There is no latency reported when using sqthread_poll.

d) WITH fixedbufs

Same as base config except fixedbufs=1

results

bw (  KiB/s): min=980920, max=1031152, per=100.00%, avg=1020475.50, stdev=10727.21, samples=32
lat (usec)   : 250=68.35%, 500=31.62%, 750=0.02%, 1000=0.01%
iops        : min=245230, max=257788, avg=255118.94, stdev=2681.88, samples=32

e) WITH registeredfiles

Same as base config except registeredfiles=1

results

bw (  KiB/s): min=924768, max=979736, per=100.00%, avg=974597.88, stdev=9114.23, samples=34
lat (usec)   : 250=20.77%, 500=79.23%, 750=0.01%, 1000=0.01%
iops        : min=231192, max=244934, avg=243649.71, stdev=2278.60, samples=34

f) WITH ALL

Enabling all features.

config

[global]
direct=1
bs=4K
rw=randread
ioengine=io_uring
iodepth=64
size=16g
hipri=1
fixedbufs=1
registerfiles=1
sqthread_poll=1
numjobs=1

[job0]
filename=/root/testfile

results

bw (  MiB/s): min= 1748, max= 1805, per=100.00%, avg=1788.14, stdev=15.05, samples=18
iops        : min=447624, max=462126, avg=457763.11, stdev=3852.45, samples=18

This unsurprisingly gives the best results.

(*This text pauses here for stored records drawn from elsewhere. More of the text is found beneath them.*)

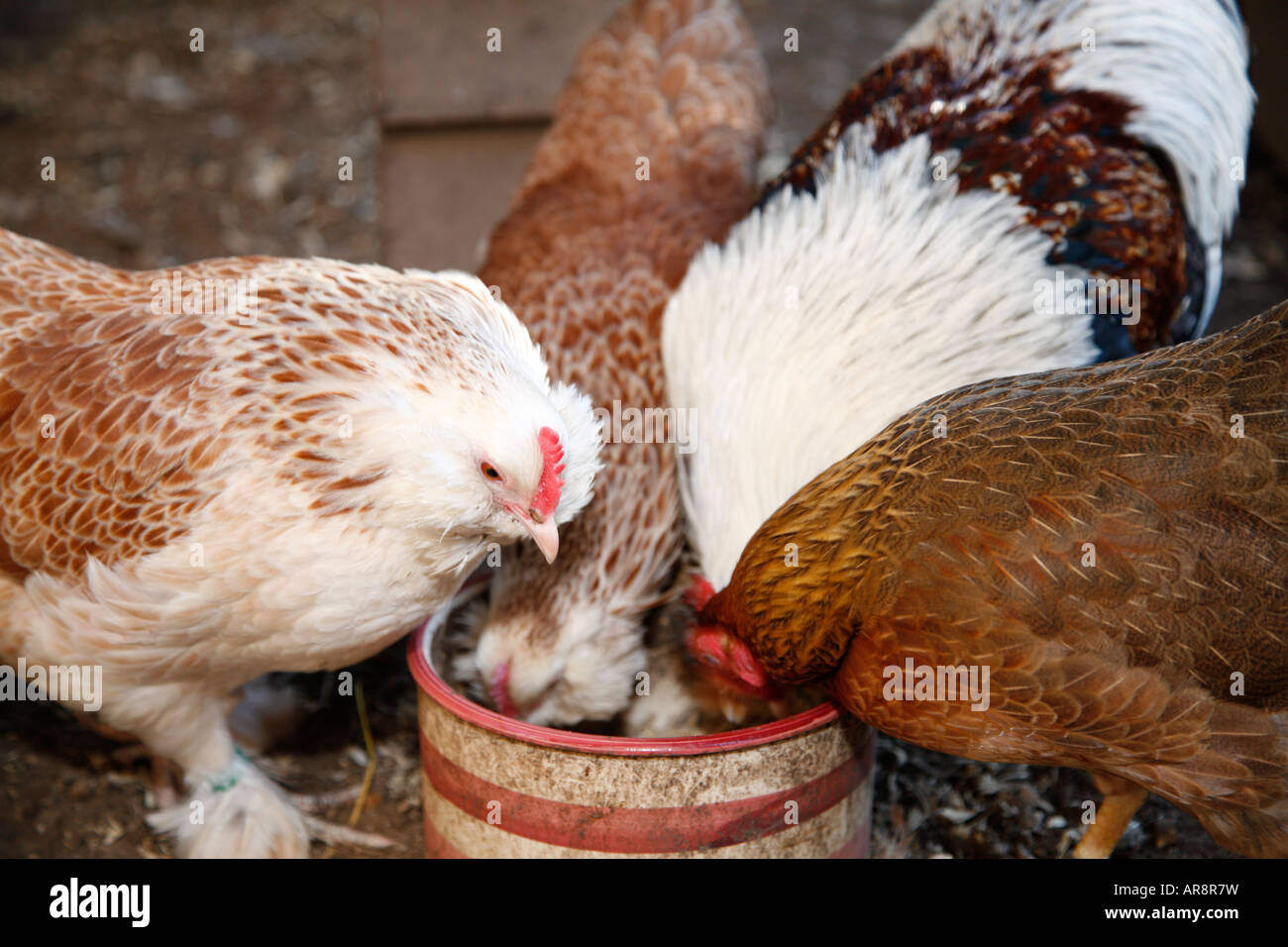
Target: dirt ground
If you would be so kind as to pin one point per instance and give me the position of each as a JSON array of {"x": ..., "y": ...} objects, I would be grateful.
[{"x": 165, "y": 158}]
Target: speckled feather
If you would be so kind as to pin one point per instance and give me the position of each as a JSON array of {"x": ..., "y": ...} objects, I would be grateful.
[
  {"x": 970, "y": 549},
  {"x": 193, "y": 492},
  {"x": 588, "y": 258}
]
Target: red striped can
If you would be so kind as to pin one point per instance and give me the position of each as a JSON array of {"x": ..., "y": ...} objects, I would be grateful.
[{"x": 496, "y": 788}]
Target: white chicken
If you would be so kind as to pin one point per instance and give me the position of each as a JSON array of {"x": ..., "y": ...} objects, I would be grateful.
[{"x": 257, "y": 464}]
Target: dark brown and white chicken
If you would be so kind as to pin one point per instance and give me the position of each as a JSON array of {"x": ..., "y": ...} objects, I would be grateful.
[{"x": 1018, "y": 185}]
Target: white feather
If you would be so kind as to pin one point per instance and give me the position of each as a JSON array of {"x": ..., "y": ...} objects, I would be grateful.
[{"x": 1181, "y": 63}]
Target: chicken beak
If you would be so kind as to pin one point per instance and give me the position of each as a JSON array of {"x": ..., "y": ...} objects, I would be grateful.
[{"x": 544, "y": 534}]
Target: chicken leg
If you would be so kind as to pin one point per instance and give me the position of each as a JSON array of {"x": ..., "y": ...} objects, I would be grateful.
[{"x": 1122, "y": 799}]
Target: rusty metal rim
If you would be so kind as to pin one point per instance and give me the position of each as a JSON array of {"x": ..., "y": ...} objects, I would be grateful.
[{"x": 452, "y": 702}]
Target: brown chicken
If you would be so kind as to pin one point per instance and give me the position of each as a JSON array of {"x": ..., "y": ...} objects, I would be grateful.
[
  {"x": 1081, "y": 567},
  {"x": 651, "y": 154}
]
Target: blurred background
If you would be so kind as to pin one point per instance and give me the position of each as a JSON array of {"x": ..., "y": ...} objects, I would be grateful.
[{"x": 163, "y": 155}]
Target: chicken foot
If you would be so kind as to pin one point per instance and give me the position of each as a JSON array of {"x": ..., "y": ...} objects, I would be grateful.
[{"x": 1122, "y": 799}]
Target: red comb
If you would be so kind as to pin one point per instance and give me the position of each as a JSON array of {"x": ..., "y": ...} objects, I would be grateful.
[{"x": 546, "y": 497}]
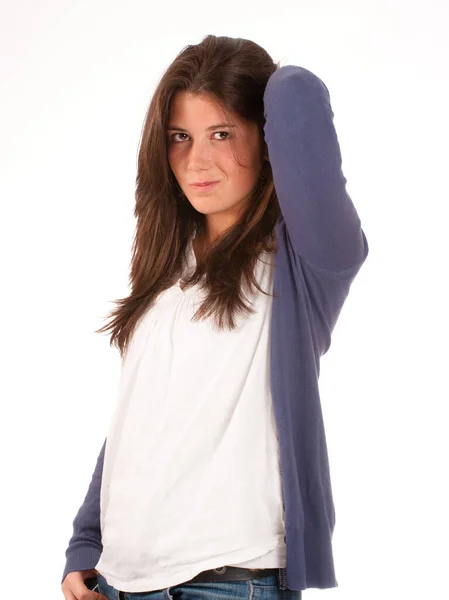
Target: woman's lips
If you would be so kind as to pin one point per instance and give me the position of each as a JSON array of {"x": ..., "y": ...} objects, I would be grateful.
[{"x": 204, "y": 187}]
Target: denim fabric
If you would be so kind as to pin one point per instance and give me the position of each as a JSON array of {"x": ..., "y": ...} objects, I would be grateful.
[{"x": 265, "y": 588}]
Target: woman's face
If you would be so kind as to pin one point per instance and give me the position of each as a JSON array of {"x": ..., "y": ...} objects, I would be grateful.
[{"x": 199, "y": 149}]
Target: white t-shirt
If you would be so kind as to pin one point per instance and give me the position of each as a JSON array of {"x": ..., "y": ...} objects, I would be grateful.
[{"x": 191, "y": 475}]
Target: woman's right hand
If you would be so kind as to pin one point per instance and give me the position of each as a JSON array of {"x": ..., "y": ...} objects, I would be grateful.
[{"x": 73, "y": 586}]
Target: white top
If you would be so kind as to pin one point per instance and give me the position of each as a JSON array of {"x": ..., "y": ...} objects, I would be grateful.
[{"x": 191, "y": 476}]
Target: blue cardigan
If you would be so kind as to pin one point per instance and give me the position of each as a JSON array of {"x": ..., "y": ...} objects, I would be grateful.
[{"x": 321, "y": 247}]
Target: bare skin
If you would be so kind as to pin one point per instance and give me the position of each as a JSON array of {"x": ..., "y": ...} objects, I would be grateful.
[{"x": 73, "y": 586}]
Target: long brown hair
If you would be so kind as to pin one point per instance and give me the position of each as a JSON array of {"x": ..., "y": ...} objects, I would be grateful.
[{"x": 234, "y": 72}]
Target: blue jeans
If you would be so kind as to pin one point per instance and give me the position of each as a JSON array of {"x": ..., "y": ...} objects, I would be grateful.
[{"x": 264, "y": 588}]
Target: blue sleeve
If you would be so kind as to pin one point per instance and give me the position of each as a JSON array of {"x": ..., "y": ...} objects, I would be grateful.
[
  {"x": 85, "y": 546},
  {"x": 304, "y": 152}
]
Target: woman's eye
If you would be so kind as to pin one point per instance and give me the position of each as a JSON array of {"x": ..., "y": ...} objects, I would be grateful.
[
  {"x": 226, "y": 133},
  {"x": 175, "y": 134}
]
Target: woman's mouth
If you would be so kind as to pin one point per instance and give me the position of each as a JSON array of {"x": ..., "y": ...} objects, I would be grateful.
[{"x": 203, "y": 187}]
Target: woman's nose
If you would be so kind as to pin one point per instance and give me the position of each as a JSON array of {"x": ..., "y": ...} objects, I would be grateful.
[{"x": 200, "y": 153}]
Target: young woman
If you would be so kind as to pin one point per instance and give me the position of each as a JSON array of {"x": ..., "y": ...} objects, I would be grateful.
[{"x": 214, "y": 477}]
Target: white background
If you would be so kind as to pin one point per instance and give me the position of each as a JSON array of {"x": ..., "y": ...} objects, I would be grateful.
[{"x": 76, "y": 80}]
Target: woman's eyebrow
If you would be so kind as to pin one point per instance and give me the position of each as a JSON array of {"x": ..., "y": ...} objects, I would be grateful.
[{"x": 173, "y": 127}]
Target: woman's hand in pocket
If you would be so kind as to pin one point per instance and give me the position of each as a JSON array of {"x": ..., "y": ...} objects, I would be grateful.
[{"x": 74, "y": 588}]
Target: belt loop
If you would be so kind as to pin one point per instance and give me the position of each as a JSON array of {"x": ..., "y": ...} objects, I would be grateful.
[{"x": 282, "y": 579}]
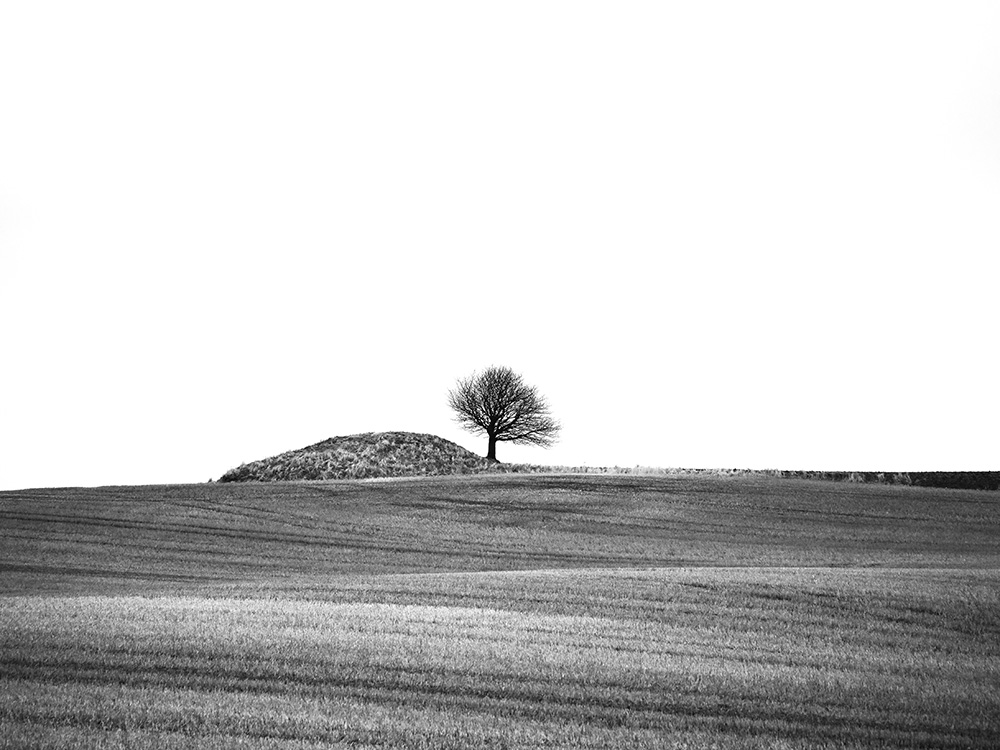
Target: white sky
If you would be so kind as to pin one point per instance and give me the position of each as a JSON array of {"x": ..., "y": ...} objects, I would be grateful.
[{"x": 720, "y": 234}]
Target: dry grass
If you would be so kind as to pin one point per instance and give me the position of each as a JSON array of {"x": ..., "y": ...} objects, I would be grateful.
[{"x": 259, "y": 616}]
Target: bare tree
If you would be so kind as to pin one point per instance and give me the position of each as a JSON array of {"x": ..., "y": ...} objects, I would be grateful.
[{"x": 499, "y": 404}]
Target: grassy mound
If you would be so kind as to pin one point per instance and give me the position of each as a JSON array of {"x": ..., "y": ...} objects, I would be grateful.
[{"x": 364, "y": 456}]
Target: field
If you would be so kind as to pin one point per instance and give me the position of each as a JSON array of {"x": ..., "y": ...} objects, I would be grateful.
[{"x": 501, "y": 611}]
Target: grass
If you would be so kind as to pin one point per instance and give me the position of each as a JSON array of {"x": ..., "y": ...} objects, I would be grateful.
[{"x": 501, "y": 612}]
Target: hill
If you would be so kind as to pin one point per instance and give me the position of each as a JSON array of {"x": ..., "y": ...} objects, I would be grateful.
[
  {"x": 365, "y": 456},
  {"x": 288, "y": 534},
  {"x": 501, "y": 611}
]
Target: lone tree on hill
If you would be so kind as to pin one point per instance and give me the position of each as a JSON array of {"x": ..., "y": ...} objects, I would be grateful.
[{"x": 499, "y": 404}]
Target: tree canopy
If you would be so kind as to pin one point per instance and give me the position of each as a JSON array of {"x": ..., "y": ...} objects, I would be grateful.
[{"x": 498, "y": 403}]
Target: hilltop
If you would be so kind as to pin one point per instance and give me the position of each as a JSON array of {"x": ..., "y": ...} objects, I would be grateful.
[{"x": 367, "y": 455}]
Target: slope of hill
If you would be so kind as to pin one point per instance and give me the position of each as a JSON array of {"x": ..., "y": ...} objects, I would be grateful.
[
  {"x": 291, "y": 533},
  {"x": 365, "y": 456},
  {"x": 501, "y": 611}
]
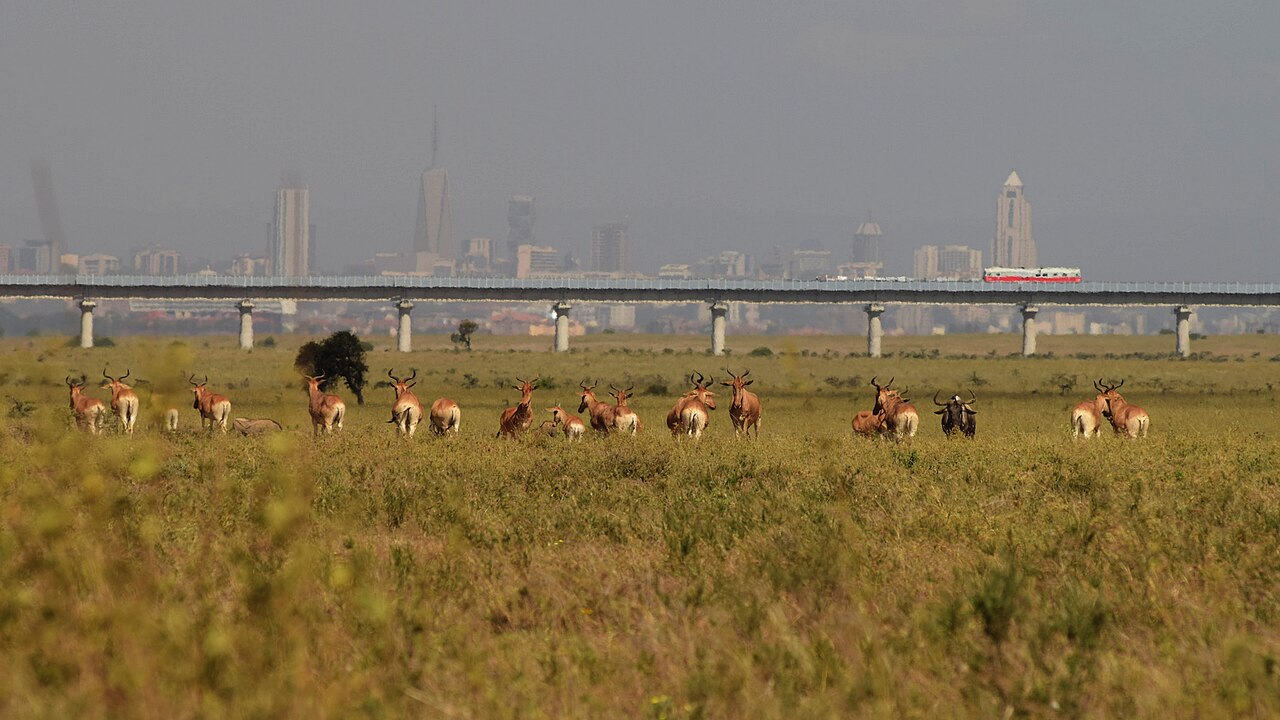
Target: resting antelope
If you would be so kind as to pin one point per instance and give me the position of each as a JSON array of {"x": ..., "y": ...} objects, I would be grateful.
[
  {"x": 517, "y": 419},
  {"x": 327, "y": 410},
  {"x": 599, "y": 413},
  {"x": 867, "y": 423},
  {"x": 214, "y": 408},
  {"x": 696, "y": 402},
  {"x": 958, "y": 415},
  {"x": 625, "y": 419},
  {"x": 572, "y": 425},
  {"x": 900, "y": 415},
  {"x": 87, "y": 409},
  {"x": 745, "y": 408},
  {"x": 1125, "y": 418},
  {"x": 1087, "y": 417},
  {"x": 124, "y": 401},
  {"x": 406, "y": 411}
]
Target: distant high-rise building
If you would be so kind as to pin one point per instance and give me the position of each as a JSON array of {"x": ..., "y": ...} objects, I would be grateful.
[
  {"x": 952, "y": 263},
  {"x": 289, "y": 247},
  {"x": 520, "y": 223},
  {"x": 1013, "y": 245},
  {"x": 868, "y": 250},
  {"x": 609, "y": 247},
  {"x": 533, "y": 260},
  {"x": 434, "y": 231},
  {"x": 155, "y": 260}
]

g) WITHOUT registeredfiles

All features enabled except registedfiles.

results

bw (  MiB/s): min= 1770, max= 1794, per=100.00%, avg=1787.38, stdev= 6.11, samples=18
iops        : min=453220, max=459434, avg=457570.33, stdev=1564.26, samples=18

Doesn't seem to have much of an effect. Some metrics are even better.

h) WITHOUT fixedbufs

All features enabled except fixedbufs.

results

bw (  MiB/s): min= 1594, max= 1623, per=100.00%, avg=1617.83, stdev= 6.34, samples=20
iops        : min=408218, max=415512, avg=414164.40, stdev=1622.91, samples=20

i) WITHOUT sqthread_poll

All features enabled except sqthread_poll.

results

bw (  MiB/s): min= 1270, max= 1327, per=100.00%, avg=1318.05, stdev=11.40, samples=24
lat (usec)   : 250=99.53%, 500=0.47%, 750=0.01%, 1000=0.01%
iops        : min=325160, max=339936, avg=337420.33, stdev=2917.80, samples=24

j) WITHOUT hipri

All features enabled except hipri (IO polling mode).

results

bw (  MiB/s): min= 1503, max= 1513, per=100.00%, avg=1508.15, stdev= 3.30, samples=21
iops        : min=384848, max=387366, avg=386087.33, stdev=843.81, samples=21

6) Conclusion

  • Seems like registering files doesn't give a tangible performance improvement contrary to what the io_uring document says. Of course this could be a problem with the test system or fio or something else.
  • Both sqthread_poll and hipri(io_poll) seem essential to achieve high IOPS and throughput.
  • Registering io buffers seems to make a decent difference.
  • With the right config, we are able to achieve really high IOPS and throughput even on a single thread using io_uring/direct_io.